Distinguish hook denial from hook error in PreToolUse output

Resolved 💬 7 comments Opened Mar 6, 2026 by r0bbbb Closed Apr 18, 2026

Problem

When a PreToolUse hook intentionally blocks a command (exit code 2), the output is labeled:

PreToolUse:Bash hook error: [message]

This is misleading — the hook didn't error, it intentionally denied the operation. There's no way to distinguish between "the hook crashed" and "the hook blocked this command by design."

Use case

We use PreToolUse hooks as a CLI governance layer — enforcing read-only AWS access, blocking destructive git operations, preventing production writes, etc. These are intentional policy denials, not errors.
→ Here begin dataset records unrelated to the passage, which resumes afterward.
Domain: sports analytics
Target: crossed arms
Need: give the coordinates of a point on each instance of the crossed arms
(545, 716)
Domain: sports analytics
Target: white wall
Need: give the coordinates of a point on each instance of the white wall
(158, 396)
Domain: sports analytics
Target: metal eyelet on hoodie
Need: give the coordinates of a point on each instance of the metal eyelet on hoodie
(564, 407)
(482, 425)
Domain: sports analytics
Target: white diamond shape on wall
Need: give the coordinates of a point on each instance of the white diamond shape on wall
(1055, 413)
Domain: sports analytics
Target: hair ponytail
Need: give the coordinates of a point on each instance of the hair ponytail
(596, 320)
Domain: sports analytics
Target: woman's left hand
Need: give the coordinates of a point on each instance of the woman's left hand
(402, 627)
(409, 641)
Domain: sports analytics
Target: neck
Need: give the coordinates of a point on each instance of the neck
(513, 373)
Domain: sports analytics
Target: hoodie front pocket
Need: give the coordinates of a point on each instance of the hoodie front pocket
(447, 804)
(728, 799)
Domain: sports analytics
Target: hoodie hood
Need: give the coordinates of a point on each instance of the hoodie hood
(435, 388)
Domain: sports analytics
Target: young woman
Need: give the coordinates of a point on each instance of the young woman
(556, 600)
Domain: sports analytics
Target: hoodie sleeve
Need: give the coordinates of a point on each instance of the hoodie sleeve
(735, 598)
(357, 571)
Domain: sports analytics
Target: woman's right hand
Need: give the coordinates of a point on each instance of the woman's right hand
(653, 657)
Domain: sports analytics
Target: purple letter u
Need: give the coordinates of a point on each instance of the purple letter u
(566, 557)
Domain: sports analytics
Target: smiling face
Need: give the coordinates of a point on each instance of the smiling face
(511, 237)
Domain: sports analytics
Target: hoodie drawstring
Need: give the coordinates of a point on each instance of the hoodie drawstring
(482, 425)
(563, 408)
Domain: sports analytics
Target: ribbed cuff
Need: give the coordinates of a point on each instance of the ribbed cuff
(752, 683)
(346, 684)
The "hook error" label confuses users into thinking something is broken.

Proposed solution

Differentiate the label based on exit code or hook output:

  • Exit 2 (blocking denial): PreToolUse:Bash hook denied: [stderr message]
  • Non-zero other (actual error): PreToolUse:Bash hook error: [stderr message]

Alternatively, allow hooks to set a custom label via structured JSON output (e.g., {"label": "BLOCKED", "message": "..."}).

Current workaround

We prefix our stderr messages with BLOCKED: to make intent clear, but the outer "hook error" label still appears and causes confusion.